先日2月29日に観光庁より、宿泊旅行統計調査の2023年年間速報値が発表されました。訪日客数ではなく、外国人の延べ宿泊数を統計調査で算出しているのですが、実際の訪日数よりも圧倒的に経済的に意味を持っている指標だと思っており、かつ国籍×都道府県での宿泊日数を算出できるなど、非常に有用な調査です。

宿泊旅行統計調査(2023年(令和5年)12月・第2次速報、2024年(令和6年)1月・第1次速報)及び(2023年(令和5年)・年間値(速報値))

そんな中、以下のニュースを拝見し、栃木県はそんなに伸びているのか!という驚きと共に、他の都道府県は一体どうなっているんだろう?という興味がわいてきたため、今回筆を取ることとしました。

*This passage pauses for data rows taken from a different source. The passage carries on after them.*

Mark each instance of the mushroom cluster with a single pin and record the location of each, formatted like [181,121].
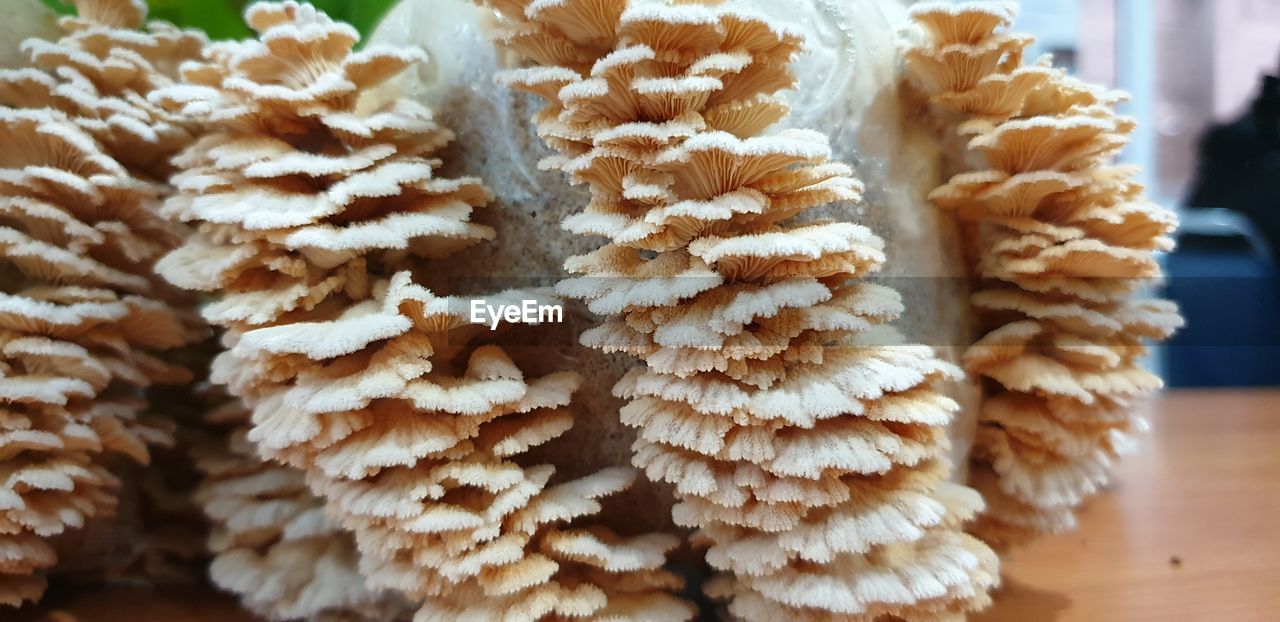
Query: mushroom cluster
[82,318]
[804,439]
[1063,243]
[315,196]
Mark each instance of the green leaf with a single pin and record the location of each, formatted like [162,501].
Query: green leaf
[218,18]
[59,7]
[366,14]
[223,18]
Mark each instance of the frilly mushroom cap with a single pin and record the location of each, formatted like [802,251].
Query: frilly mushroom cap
[304,124]
[1065,239]
[772,397]
[81,315]
[100,74]
[314,195]
[272,542]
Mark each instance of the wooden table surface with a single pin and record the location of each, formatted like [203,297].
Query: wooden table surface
[1191,531]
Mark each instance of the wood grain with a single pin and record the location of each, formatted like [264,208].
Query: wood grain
[1191,531]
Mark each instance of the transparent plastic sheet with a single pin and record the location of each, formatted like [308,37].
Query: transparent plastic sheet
[848,86]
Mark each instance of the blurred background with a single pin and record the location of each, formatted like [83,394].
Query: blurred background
[1208,143]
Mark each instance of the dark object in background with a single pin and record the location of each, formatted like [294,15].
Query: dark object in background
[1224,277]
[1239,164]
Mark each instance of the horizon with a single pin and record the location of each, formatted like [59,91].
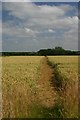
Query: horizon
[40,25]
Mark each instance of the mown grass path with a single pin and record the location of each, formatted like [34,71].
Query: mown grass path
[45,91]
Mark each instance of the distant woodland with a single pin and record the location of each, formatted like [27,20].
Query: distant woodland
[43,52]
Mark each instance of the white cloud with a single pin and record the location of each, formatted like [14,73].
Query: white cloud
[37,22]
[51,31]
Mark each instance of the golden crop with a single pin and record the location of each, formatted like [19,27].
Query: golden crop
[19,76]
[68,69]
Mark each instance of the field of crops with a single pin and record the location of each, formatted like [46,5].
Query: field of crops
[20,80]
[67,74]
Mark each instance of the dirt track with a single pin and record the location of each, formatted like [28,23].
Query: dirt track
[45,91]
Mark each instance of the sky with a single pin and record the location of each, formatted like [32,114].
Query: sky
[33,26]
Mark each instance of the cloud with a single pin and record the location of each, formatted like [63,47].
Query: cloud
[51,31]
[32,24]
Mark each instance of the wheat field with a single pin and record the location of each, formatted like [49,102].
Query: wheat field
[20,75]
[67,67]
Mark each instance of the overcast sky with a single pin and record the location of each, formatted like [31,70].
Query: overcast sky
[32,26]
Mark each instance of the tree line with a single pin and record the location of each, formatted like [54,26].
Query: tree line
[43,52]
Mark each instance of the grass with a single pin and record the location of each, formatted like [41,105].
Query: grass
[20,80]
[19,75]
[66,82]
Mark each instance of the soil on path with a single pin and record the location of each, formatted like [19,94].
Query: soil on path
[45,90]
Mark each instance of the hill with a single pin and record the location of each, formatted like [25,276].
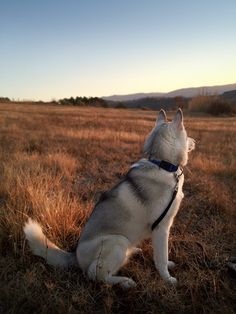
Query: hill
[184,92]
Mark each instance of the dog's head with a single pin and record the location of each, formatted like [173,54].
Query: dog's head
[168,140]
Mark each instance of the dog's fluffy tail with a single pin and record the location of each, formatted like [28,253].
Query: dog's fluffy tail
[43,247]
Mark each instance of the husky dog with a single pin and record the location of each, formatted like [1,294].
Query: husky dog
[126,214]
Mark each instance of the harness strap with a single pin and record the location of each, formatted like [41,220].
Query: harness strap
[162,216]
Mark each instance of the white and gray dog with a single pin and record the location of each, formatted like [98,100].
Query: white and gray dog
[143,205]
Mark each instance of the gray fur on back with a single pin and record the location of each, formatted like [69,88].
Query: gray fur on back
[114,213]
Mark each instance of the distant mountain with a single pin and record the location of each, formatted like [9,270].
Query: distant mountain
[231,95]
[184,92]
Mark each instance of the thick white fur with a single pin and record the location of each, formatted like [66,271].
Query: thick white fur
[101,254]
[43,247]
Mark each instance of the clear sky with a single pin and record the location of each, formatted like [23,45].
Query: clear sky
[62,48]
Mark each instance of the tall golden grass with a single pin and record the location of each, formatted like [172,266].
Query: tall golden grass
[55,162]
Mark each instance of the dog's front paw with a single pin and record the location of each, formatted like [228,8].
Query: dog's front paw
[172,280]
[171,264]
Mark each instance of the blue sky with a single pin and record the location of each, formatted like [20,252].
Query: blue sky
[56,49]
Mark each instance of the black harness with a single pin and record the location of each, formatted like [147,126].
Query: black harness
[170,168]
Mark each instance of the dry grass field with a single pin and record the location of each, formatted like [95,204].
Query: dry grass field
[54,163]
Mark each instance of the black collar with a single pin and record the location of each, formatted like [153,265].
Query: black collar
[165,165]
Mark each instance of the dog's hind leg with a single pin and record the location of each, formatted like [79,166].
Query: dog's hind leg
[111,257]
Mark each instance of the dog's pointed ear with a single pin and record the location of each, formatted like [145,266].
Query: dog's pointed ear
[178,120]
[161,117]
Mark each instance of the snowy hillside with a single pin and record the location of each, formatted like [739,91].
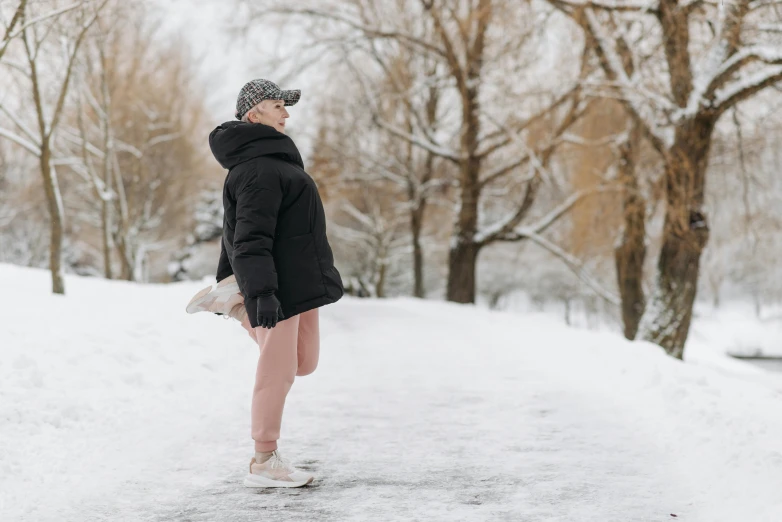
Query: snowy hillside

栃木の訪日客が過去最多、茨城・群馬も回復 23年速報

目次

  1. 都道府県別の外国人延べ宿泊者数
  2. 国籍別の外国人延べ宿泊者数
  3. 一つの都道府県×国籍の延べ宿泊者数
      東京都×国籍別延べ宿泊者数
      高知県×国籍別延べ宿泊者数
      栃木県×国籍別延べ宿泊者数
      福岡県×国籍別延べ宿泊者数
      大阪府×国籍別延べ宿泊者数
      京都府×国籍別延べ宿泊者数
  4. 一つの国籍×都道府県の延べ宿泊者数
  5. 都道府県別の外国人延べ宿泊者数

まずは、都道府県別の外国人延べ宿泊者数を見てみましょう。2019年比の数値でソートをかけて降順に並べています。

観光庁 宿泊旅行統計調査より作成

宿泊者数の絶対数にかなり差があるので並べて比較することにやや違和感はありますが、2019年比で100%を超過したのは10都府県。一方、50%を下回る回復率の県は7県となり、都道府県単位でみると回復率には顕著な差が出ていることがよくわかります。
先日少し話題になったkkdayのランキングで、先月の春節時期の予約に関するデータにはなりますが、

KKday、「2024年春節 インバウンドに人気の都道府県ランキング」を発表。都市圏の予約数は減少、一方で地方が人気

岐阜県が注目の訪問先として注目されていますが、外国人延べ宿泊者数でみると岐阜県は66.74%とまだまだ回復途上であります。上記報道は春節時のデータになり時期が異なるため一概には比較できませんが、特定のソースや一部データを基にした報道を鵜吞みにすることは注意が必要かもしれません。

  1. 国籍別の外国人延べ宿泊者数

次は、国籍別の外国人延べ宿泊者数を集計しました。先ほどのデータと異なる点として注意が必要なのが、国籍別に数字を確認しようとすると調査対象が従業者数10人以上の施設に対する調査になります。そのため、小規模施設への宿泊者や民泊などの宿泊者は含まれていない数値と考えられます。
下記の表は、国籍別外国人延べ宿泊者数の2023年実績を2019年比を基準として降順でソートし、補足情報として各国の2023年訪日外客数もプロットしています。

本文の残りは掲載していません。